The debate took a darker turn when SJB MP Mujibur Rahman dropped a bombshell regarding the timing of the attack. Rahman alleged that the IRIS Dena had signalled for permission to enter Sri Lankan waters 11 hours before it was struck by U.S. torpedoes.

“Why did the authorities keep silent?” Rahman demanded. He blasted the government for failing to act on humanitarian grounds, suggesting that Colombo’s hesitation provided the necessary window for what U.S. Defense Secretary Pete Hegseth termed a ‘Quiet Death.’ Rahman’s critique painted a picture of a government ensnared in superpower machinations, unable to uphold the principles of the Indian Ocean as a ‘Zone of Peace.’

Responding to the barrage of questions, Cabinet Spokesman Dr. Nalinda Jayatissa confirmed a chilling new development: a second Iranian vessel is currently positioned in the Exclusive Economic Zone (EEZ) off Colombo.

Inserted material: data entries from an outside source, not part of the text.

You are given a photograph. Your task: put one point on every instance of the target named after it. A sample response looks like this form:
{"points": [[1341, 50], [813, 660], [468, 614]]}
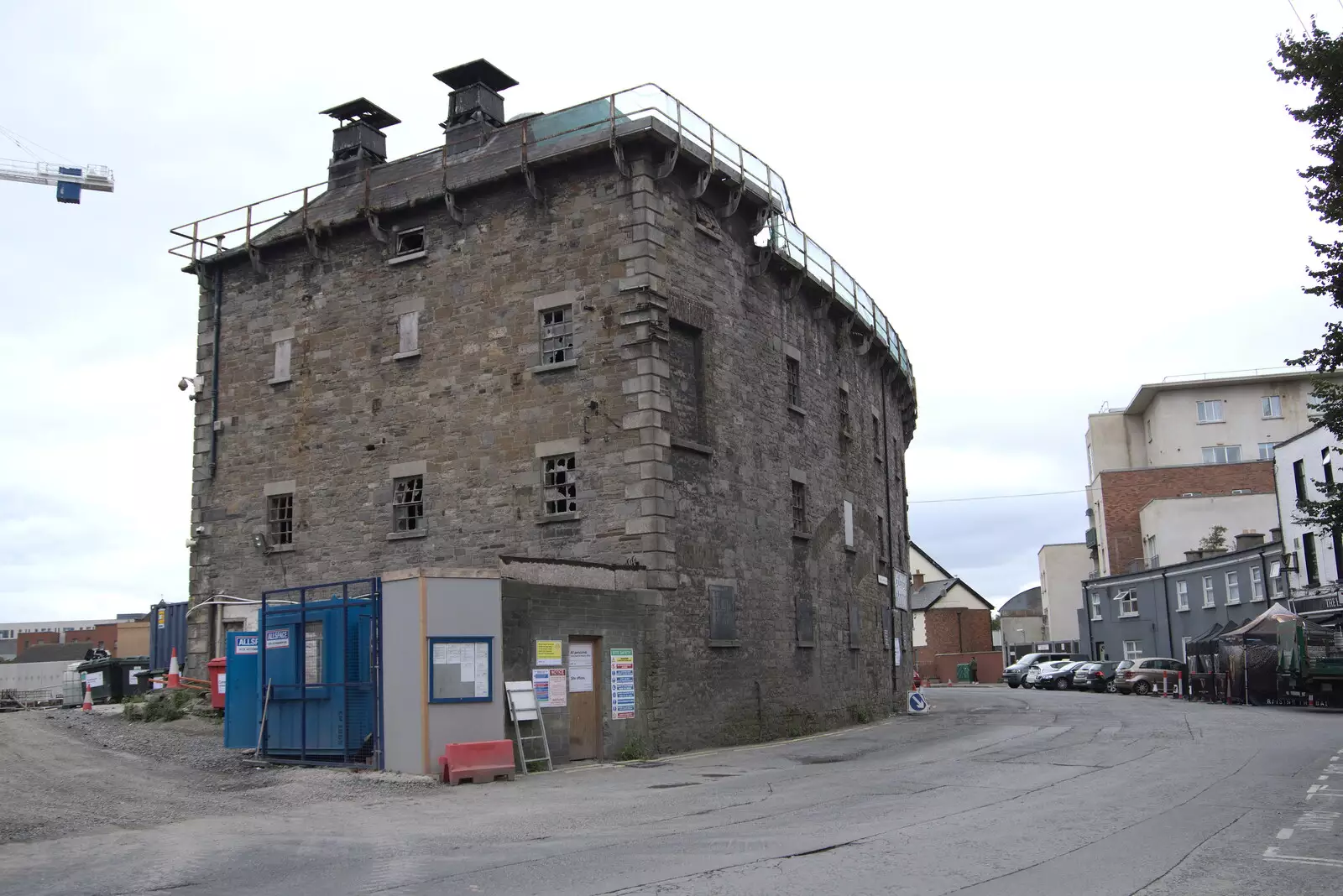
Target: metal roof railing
{"points": [[789, 242], [601, 118]]}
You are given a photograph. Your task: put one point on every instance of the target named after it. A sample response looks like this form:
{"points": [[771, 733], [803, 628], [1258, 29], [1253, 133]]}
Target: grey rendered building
{"points": [[1155, 612], [559, 338]]}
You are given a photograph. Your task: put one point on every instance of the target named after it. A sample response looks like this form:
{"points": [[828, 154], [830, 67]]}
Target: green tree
{"points": [[1215, 541], [1315, 60]]}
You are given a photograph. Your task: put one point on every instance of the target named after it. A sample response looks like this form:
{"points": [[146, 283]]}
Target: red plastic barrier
{"points": [[480, 761]]}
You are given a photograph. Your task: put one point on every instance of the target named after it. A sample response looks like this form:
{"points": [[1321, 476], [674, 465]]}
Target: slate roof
{"points": [[1025, 604]]}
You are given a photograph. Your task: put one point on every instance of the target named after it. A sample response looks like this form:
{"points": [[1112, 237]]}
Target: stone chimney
{"points": [[359, 143], [1248, 539], [474, 107]]}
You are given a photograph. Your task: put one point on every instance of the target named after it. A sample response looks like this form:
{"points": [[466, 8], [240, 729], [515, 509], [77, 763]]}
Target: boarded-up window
{"points": [[282, 351], [723, 613], [687, 362], [806, 622], [407, 331]]}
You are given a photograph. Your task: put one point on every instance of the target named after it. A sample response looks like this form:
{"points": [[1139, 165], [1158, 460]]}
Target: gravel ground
{"points": [[152, 773]]}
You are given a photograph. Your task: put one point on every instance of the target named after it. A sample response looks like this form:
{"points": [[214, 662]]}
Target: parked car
{"points": [[1014, 674], [1041, 669], [1058, 678], [1143, 676], [1098, 676]]}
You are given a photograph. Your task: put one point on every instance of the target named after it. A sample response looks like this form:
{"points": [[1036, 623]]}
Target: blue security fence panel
{"points": [[241, 690], [317, 662]]}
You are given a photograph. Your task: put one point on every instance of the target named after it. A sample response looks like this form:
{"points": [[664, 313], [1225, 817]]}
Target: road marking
{"points": [[1272, 855]]}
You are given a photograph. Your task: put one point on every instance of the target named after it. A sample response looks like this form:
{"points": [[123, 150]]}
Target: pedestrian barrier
{"points": [[481, 761]]}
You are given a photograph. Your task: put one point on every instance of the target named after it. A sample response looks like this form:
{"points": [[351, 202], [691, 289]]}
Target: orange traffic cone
{"points": [[174, 675]]}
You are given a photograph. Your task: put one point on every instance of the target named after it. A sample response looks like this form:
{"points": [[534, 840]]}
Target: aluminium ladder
{"points": [[521, 707]]}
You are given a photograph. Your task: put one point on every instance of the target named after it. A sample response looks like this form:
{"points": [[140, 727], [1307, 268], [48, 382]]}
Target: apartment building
{"points": [[1184, 455], [1314, 557]]}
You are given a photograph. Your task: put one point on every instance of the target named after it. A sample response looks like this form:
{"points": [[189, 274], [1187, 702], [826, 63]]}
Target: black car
{"points": [[1060, 678], [1098, 676]]}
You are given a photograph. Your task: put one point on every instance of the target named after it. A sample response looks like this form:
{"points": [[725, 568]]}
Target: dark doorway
{"points": [[584, 698]]}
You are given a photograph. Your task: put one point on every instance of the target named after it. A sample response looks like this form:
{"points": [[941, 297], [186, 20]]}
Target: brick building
{"points": [[953, 623], [559, 338]]}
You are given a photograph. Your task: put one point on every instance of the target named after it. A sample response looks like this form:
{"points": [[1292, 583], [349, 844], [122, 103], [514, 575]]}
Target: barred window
{"points": [[559, 482], [280, 519], [557, 334], [409, 504]]}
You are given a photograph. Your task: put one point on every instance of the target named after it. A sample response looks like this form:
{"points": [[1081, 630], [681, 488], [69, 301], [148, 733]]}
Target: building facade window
{"points": [[407, 334], [1222, 455], [1127, 602], [557, 334], [1256, 584], [284, 351], [723, 612], [559, 484], [280, 519], [409, 504], [881, 544]]}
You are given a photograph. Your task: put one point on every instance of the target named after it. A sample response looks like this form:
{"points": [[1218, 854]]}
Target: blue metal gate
{"points": [[319, 683]]}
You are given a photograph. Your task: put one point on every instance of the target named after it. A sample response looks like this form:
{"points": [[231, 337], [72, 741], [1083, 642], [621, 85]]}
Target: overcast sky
{"points": [[1053, 201]]}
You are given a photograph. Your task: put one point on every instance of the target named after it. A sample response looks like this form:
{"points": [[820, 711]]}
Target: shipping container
{"points": [[168, 631]]}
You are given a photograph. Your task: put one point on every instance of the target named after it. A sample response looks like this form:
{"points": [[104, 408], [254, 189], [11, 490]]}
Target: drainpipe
{"points": [[1170, 635], [897, 623], [214, 374]]}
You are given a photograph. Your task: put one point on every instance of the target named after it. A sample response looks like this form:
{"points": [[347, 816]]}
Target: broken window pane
{"points": [[557, 334], [409, 504], [559, 483]]}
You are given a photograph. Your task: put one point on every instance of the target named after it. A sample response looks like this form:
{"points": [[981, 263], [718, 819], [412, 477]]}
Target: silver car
{"points": [[1033, 675]]}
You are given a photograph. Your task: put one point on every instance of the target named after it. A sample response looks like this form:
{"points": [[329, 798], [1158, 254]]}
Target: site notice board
{"points": [[622, 683]]}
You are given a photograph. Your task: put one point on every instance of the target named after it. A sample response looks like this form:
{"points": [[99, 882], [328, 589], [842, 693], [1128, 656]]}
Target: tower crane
{"points": [[69, 180]]}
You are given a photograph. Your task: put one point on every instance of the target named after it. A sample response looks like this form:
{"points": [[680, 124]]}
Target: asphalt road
{"points": [[997, 792]]}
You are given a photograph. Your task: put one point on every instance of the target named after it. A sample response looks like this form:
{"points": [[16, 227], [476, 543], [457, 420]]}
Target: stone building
{"points": [[594, 337]]}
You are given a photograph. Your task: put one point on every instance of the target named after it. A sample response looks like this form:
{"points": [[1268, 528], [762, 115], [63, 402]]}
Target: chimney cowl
{"points": [[476, 94]]}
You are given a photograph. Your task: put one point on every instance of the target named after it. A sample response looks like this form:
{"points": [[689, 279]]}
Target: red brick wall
{"points": [[1127, 491], [942, 633], [105, 633]]}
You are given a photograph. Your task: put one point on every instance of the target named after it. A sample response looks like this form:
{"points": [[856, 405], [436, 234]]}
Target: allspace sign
{"points": [[1322, 604]]}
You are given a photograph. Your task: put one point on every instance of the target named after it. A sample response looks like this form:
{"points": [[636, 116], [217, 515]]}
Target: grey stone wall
{"points": [[621, 618], [658, 284]]}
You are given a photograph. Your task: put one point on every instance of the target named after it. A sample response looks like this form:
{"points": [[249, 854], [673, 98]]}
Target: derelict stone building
{"points": [[594, 337]]}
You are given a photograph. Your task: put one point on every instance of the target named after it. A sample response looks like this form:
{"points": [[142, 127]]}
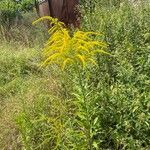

While Jayatissa assured the House that the President and the Security Council are ‘fully aware’ and making ‘necessary interventions’ to protect those on board, the lack of specific details fueled further anxiety. Political analysts suggest that the government’s failure to announce a clear, proactive neutral policy has left it in a state of ‘vacillation,’ unable to decide whether to grant refuge to the second ship or risk another tragedy on its doorstep.

The parliamentary clash was punctuated by the visit of former president Ranil Wickremesinghe to the Iranian Embassy yesterday to offer condolences for the passing of Supreme Leader Ayatollah Ali Khamenei. Wickremesinghe had warned on March 2 – just 48 hours before the sinking – that the current ‘leadership eviction’ methodology in the Middle East could destabilise the Indian Ocean.

As the death toll from the IRIS Dena stands at 87 with 60 still missing, the ‘can of worms’ opened in parliament reveals a nation at a crossroads. The government’s silence during the Dena’s final hours and its current ‘intervention’ with the second vessel will likely define Sri Lanka’s standing in a rapidly fragmenting global order.

As the House adjourned, one question remained hanging in the air: In the face of a superpower conflict, does Sri Lanka have the ‘backbone’ to be truly neutral, or is it merely a spectator to its own maritime destiny?